Ona olan ilgisinin, gözlerini kör eylemesine müsaade edemezdi...

Aniden odada kopan kırılma sesiyle korkuyla nefesi kesildi.
Hızla masasının altına sığınırken, yere düşen cam parçaları her yere dağılmıştı.
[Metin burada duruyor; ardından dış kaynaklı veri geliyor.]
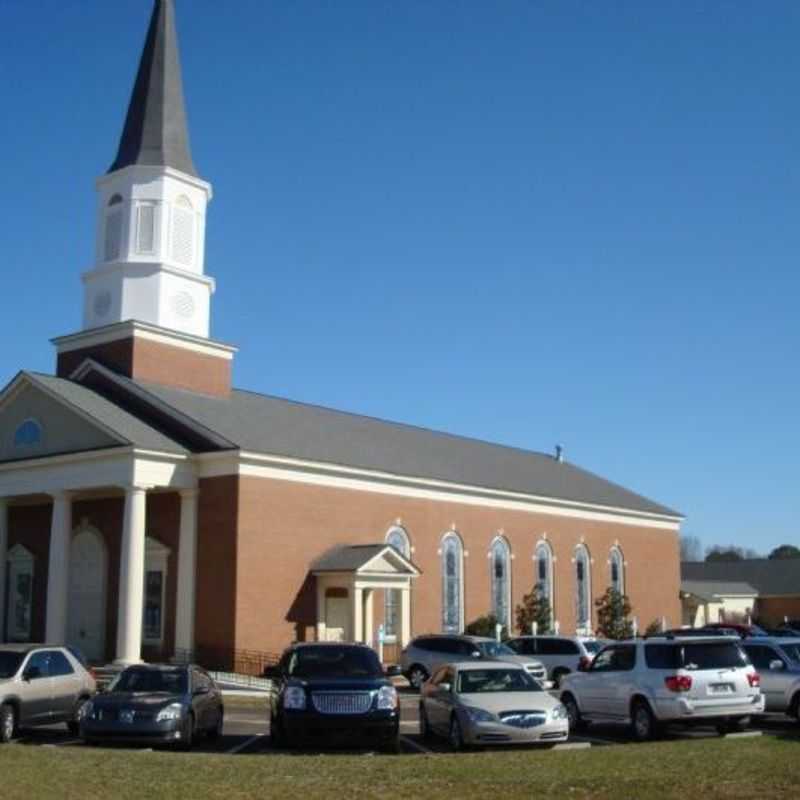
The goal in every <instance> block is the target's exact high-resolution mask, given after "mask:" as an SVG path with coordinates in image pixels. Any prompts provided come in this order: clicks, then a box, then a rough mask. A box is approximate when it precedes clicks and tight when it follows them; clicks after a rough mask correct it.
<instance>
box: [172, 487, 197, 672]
mask: <svg viewBox="0 0 800 800" xmlns="http://www.w3.org/2000/svg"><path fill="white" fill-rule="evenodd" d="M197 495H198V490H197V489H184V490H183V491H181V527H180V540H179V543H178V598H177V607H176V609H175V650H176V651H178V654H179V655H181V656H183V657H186V658H191V654H192V653H193V652H194V613H195V597H196V582H197V581H196V578H197Z"/></svg>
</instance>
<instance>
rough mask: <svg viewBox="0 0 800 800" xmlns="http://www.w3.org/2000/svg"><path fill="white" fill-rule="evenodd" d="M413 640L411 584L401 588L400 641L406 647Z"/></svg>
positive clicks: (407, 584) (400, 600)
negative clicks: (411, 615) (411, 636)
mask: <svg viewBox="0 0 800 800" xmlns="http://www.w3.org/2000/svg"><path fill="white" fill-rule="evenodd" d="M410 641H411V586H410V584H407V585H406V586H404V587H403V588H402V589H401V590H400V643H401V644H402V646H403V647H405V646H406V645H407V644H408V643H409V642H410Z"/></svg>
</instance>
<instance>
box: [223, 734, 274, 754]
mask: <svg viewBox="0 0 800 800" xmlns="http://www.w3.org/2000/svg"><path fill="white" fill-rule="evenodd" d="M266 735H267V734H266V733H257V734H256V735H255V736H251V737H250V738H249V739H245V741H243V742H240V743H239V744H237V745H236V746H235V747H231V749H230V750H226V751H225V752H226V753H227V754H228V755H229V756H233V755H236V753H241V751H242V750H244V749H246V748H248V747H250V745H251V744H255V743H256V742H257V741H258V740H259V739H263V738H264V737H265V736H266Z"/></svg>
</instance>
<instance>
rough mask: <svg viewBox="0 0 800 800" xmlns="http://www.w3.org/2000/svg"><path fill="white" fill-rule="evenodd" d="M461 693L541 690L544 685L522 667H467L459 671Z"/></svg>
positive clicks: (525, 691)
mask: <svg viewBox="0 0 800 800" xmlns="http://www.w3.org/2000/svg"><path fill="white" fill-rule="evenodd" d="M456 691H457V692H458V693H459V694H488V693H490V692H541V691H542V687H541V686H540V685H539V684H538V683H537V682H536V681H535V680H534V679H533V678H531V677H530V676H529V675H528V673H527V672H525V670H522V669H465V670H461V671H460V672H459V673H458V686H457V688H456Z"/></svg>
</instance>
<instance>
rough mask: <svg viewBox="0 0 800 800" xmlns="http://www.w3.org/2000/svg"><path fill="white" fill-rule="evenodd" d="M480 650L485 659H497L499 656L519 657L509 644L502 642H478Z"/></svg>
mask: <svg viewBox="0 0 800 800" xmlns="http://www.w3.org/2000/svg"><path fill="white" fill-rule="evenodd" d="M477 644H478V650H480V651H481V655H482V656H484V657H485V658H497V657H498V656H515V655H517V654H516V653H515V652H514V651H513V650H512V649H511V648H510V647H509V646H508V645H507V644H502V643H501V642H478V643H477Z"/></svg>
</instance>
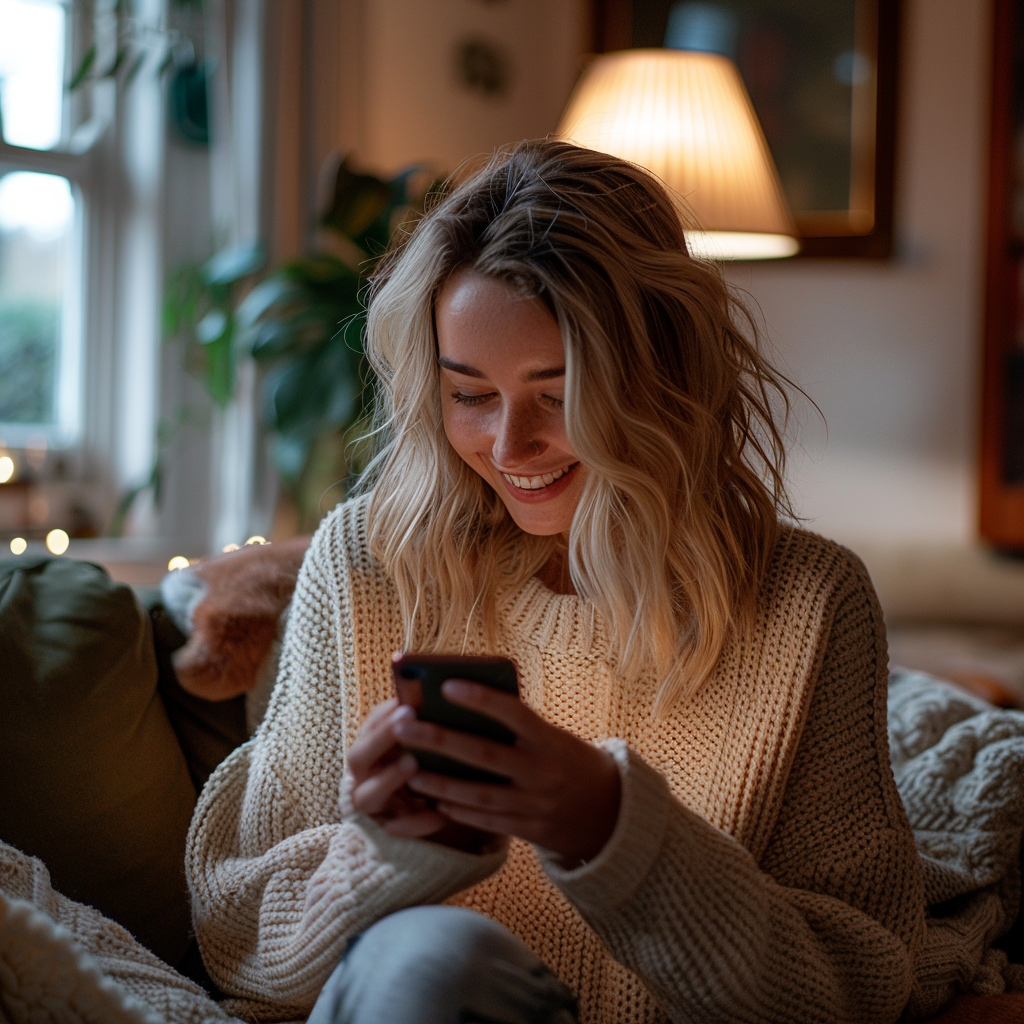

İrileşmiş gözlerle bir süre olduğu yerde durmuş, hemen sonra da ortamdaki sessizliği fırsat bilerek saklandığı yerden çıkmıştı.

Hafif eğilmiş bir pozisyonda dururken, yaprak misali titreyen eliyle, dağılıp alnına düşmüş saç tutamlarını geriye atmıştı.

Neler oluyordu?

Gözleri cam parçaları üzerinde gezine dursun, bir şey fark etmişti Kuzey.

Yerdeki beyaz cisme uzanıp almış ve bunun taşa sarılmış bir kağıt parçası olduğunu görmüştü.

Anlaşılan birileri onunla uğraşıyordu.

Açıp okuduğu notta şunlar sıralanmıştı,

'Güçlü zorbalık, oturt sapasağlam temellerini:
İyiliğin yüreği yok sana karşı durmaya.
Yap yapacağın kötülüğü:
Her hak senin artık.'

Sinirle dişlerini sıkarken, birinin kafasına gelebileceğini umursamadan, iri taşı camdan aşağı fırlatmıştı.

Onunla uğraşıyordu işte!

Hastalıklı bir zihnin hedefi olmak isteyeceği son şey değildi.

Koltuğuna çökerken düşündü,

Kamber öğrendiği taktirde kesin olarak, geri dönüşü olmaksızın görevden alınırdı, ona söyleyemezdi.

Polisler ise...

Onlar bir avuç işe yaramazdı. Hem Kamber'in de kulağına gidebilirdi ve evet sonuç yine değişmezdi.

Kafasında kırk tilki dolanıp duruyor, hiç birinin kuyruğu da bir diğerine değmiyordu.

Kafasında yanan ampül ise onların dağılmasına neden olmuştu.

Tabii ya! Kürşad ona yardımcı olabilirdi. Rehbere girip adını tıkladı. Üçüncü çalışta açılan telefonla derin bir nefes aldı.

"Alo, Kuzey?"

"A- alo merhaba."

"Sen iyi misin? Sesin bir tuhaf geliyor."

"Aslında pek iyi sayılmam. Görüşebilirmiyiz? Anlatmam gereken şeyler var."

"Tabii, çıkıyorum şimdi merkezden, nereye geleyim."

"Geçen sefer karşılaştığımız mekan uygun mu?"

"Olmaz olur mu, geliyorum hemen."

Ardından telefon kapanmıştı.

'harika," diye düşündü, 'bir sen eksiktin!' Bu çatkapı migren, bir gün onu öldürecekti. Harika zamanlama(!)...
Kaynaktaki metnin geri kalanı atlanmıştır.